Hong Kong East Cluster
- Logo of the Hong Kong East Cluster
- Merged into: Hong Kong Island Cluster (HKIC), with Hong Kong West Cluster (HKWC)
- Formation: 1 June 2001
- Region served: HK
- Services: Health care
- Parent organisation: Hospital Authority

= Hong Kong East Cluster =

Public hospital in Hong Kong

Hong Kong East Cluster (港島東醫院聯網; HKEC) was a hospital cluster managed by Hospital Authority in Hong Kong. It consisted of 7 public hospitals and 12 family medicine clinics (FMC) (formerly known as general outpatient clinics (GOPC) (Note: GOPCs have been officially renamed to FMCs in Oct 2025, see [https://www.info.gov.hk/gia/general/202510/10/P2025101000539.htm)) to provide public healthcare services for the population of Eastern, Wan Chai and Islands Districts (except North Lantau). It was one of the seven clusters until it was merged with Hong Kong West Cluster (HKWC) into Hong Kong Island Cluster (HKIC) on 1 April 2026.

==Services==
Hong Kong East Cluster operated the following seven hospitals of various capabilities to provide a range of acute, convalescent, rehabilitation and infirmary in-patient and ambulatory care services to the public in the areas of Eastern, Wan Chai and Islands Districts (except North Lantau).

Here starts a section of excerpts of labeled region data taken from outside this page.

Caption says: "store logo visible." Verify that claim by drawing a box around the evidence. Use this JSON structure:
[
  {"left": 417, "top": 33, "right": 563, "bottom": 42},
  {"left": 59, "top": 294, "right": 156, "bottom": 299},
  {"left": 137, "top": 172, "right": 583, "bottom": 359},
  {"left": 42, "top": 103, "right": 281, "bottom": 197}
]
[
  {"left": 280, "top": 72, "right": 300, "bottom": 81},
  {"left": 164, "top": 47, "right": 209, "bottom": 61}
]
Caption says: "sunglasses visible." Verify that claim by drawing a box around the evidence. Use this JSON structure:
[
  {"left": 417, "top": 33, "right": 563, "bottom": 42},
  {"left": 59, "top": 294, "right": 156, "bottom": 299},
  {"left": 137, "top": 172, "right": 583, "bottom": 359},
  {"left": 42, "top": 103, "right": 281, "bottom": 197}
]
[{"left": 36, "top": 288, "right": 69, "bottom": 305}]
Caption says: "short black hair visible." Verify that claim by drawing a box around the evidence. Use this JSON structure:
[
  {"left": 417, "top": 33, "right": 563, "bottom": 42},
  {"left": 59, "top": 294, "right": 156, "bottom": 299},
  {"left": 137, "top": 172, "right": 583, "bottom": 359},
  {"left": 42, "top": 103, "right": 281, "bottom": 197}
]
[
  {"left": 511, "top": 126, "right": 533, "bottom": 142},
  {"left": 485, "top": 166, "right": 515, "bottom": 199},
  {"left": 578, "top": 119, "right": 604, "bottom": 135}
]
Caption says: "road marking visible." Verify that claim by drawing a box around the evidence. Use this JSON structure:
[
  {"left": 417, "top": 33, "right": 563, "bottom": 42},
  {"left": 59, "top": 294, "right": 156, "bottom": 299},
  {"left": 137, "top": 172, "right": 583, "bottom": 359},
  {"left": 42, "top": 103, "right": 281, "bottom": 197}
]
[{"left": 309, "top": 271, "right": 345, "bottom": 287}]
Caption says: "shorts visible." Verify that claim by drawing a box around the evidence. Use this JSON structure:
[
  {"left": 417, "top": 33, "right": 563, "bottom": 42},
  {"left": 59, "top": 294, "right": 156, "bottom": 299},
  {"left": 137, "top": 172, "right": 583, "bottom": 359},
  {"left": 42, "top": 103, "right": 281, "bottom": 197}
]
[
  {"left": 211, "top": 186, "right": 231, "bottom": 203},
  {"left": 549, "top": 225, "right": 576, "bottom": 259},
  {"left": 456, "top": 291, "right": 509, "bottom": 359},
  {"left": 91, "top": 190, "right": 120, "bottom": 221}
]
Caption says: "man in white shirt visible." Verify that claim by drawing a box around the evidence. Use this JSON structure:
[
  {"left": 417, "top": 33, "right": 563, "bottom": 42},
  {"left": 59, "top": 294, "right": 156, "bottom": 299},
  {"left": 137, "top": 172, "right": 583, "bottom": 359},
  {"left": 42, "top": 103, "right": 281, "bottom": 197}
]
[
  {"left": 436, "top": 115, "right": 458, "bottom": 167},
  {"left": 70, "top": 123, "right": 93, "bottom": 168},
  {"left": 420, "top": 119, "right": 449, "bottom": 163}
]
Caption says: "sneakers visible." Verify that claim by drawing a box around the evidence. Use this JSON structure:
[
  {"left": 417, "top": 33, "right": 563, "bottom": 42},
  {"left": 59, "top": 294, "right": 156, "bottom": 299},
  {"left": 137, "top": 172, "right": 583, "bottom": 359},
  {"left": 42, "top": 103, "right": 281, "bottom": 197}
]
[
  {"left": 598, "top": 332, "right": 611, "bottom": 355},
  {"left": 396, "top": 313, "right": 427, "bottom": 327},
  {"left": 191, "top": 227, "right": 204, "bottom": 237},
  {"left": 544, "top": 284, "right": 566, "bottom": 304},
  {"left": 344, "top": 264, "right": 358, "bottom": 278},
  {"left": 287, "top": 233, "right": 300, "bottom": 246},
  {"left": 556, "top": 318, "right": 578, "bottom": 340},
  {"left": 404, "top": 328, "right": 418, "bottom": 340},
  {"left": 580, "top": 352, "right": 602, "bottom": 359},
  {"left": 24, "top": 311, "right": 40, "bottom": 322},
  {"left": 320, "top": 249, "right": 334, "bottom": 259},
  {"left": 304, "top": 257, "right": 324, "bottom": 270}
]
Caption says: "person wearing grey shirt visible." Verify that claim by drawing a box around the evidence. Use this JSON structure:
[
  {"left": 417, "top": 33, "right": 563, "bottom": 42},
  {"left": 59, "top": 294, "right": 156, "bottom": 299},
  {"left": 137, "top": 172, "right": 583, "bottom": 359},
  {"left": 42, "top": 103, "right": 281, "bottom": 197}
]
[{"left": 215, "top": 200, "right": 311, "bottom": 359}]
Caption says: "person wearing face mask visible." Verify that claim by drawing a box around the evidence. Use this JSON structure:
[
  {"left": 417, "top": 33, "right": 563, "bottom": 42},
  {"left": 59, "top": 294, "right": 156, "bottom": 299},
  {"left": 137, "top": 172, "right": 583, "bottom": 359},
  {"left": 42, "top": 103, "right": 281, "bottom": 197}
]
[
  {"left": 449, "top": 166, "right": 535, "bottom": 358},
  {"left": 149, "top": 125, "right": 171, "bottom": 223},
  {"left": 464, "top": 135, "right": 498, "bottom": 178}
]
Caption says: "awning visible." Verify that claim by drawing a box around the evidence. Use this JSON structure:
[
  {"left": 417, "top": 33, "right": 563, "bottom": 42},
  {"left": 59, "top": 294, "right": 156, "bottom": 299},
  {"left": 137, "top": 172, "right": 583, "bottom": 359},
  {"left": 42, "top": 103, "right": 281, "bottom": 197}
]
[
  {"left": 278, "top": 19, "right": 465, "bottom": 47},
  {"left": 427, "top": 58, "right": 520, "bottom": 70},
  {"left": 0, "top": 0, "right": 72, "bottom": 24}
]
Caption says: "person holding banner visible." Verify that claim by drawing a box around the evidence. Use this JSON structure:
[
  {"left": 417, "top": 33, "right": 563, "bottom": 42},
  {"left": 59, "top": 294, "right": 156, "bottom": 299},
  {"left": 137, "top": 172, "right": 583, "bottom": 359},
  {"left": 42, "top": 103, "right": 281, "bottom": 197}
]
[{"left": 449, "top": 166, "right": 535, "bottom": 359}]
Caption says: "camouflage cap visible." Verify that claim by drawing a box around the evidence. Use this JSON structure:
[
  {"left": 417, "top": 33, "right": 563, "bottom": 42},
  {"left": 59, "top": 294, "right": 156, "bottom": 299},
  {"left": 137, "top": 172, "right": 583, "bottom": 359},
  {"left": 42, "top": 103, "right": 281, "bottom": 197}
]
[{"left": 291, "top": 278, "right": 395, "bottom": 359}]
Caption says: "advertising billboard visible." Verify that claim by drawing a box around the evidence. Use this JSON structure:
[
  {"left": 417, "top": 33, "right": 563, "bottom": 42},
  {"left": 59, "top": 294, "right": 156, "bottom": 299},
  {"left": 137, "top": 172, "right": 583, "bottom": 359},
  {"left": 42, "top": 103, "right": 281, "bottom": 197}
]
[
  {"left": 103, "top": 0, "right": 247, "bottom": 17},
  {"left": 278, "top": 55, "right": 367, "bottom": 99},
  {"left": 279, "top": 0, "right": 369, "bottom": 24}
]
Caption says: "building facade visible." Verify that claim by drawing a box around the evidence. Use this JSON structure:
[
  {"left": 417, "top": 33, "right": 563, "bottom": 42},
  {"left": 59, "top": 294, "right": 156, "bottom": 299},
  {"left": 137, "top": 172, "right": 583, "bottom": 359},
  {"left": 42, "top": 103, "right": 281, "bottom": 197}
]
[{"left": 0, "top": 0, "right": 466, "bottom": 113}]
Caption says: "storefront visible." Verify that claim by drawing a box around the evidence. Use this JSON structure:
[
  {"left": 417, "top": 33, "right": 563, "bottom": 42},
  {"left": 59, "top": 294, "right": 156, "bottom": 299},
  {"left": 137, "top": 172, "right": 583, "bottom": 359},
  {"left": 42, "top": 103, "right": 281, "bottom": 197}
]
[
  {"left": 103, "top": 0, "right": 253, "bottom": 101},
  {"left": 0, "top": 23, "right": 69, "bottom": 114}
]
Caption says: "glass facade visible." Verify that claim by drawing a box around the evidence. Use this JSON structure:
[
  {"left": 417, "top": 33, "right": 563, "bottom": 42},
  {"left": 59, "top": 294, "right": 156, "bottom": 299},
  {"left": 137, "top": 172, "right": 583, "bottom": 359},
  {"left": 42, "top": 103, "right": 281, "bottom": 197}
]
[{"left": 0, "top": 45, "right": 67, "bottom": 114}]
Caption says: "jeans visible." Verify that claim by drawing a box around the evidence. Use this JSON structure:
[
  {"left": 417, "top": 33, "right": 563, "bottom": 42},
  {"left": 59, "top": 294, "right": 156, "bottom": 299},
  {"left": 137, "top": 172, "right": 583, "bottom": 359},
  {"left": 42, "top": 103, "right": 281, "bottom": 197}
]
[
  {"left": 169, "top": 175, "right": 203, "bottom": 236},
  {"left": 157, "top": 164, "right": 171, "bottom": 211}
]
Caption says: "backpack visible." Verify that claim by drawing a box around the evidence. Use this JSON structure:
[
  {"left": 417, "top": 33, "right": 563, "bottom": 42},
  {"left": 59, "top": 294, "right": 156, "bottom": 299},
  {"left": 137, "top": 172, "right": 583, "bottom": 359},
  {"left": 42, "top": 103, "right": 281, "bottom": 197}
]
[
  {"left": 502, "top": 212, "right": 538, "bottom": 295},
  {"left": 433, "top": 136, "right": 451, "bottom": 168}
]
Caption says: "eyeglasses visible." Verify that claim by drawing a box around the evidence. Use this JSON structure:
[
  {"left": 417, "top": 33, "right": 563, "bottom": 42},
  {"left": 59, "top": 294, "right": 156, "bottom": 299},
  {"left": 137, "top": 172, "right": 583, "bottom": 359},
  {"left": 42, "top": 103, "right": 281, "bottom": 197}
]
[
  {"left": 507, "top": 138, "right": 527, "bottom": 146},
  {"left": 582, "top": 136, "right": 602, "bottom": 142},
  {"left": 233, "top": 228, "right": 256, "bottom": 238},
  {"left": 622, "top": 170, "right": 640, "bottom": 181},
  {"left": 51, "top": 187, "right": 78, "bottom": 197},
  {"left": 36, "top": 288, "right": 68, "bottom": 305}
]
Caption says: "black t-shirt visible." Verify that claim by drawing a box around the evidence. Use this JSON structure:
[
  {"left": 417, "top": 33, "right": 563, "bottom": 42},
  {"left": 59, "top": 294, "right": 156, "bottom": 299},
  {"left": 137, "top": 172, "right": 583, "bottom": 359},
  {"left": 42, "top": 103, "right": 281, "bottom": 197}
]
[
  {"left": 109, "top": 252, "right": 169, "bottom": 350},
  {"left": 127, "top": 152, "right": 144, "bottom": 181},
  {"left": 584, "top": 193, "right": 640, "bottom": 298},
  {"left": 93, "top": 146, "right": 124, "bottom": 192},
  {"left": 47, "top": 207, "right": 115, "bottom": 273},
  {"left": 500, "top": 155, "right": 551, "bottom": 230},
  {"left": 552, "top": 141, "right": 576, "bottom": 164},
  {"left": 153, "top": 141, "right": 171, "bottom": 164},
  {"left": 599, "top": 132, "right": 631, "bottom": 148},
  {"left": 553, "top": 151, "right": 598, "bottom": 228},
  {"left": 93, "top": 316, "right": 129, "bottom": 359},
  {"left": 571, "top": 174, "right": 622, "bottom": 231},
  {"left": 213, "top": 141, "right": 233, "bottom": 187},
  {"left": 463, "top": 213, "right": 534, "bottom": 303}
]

- Cheshire Home, Chung Hom Kok (CCH)
- Pamela Youde Nethersole Eastern Hospital (PYNEH)
- Ruttonjee Hospital (RH)
- St. John Hospital (SJH)
- Tang Shiu Kin Hospital (TSKH)
- Tung Wah Eastern Hospital (TWEH)
- Wong Chuk Hang Hospital (WCHH)

In March 2013, the cluster had 3,031 in-patient beds and 7,226 full-time equivalent staff.

The cluster is now defunct and its operations in hospitals continue as part of Hong Kong Island Cluster.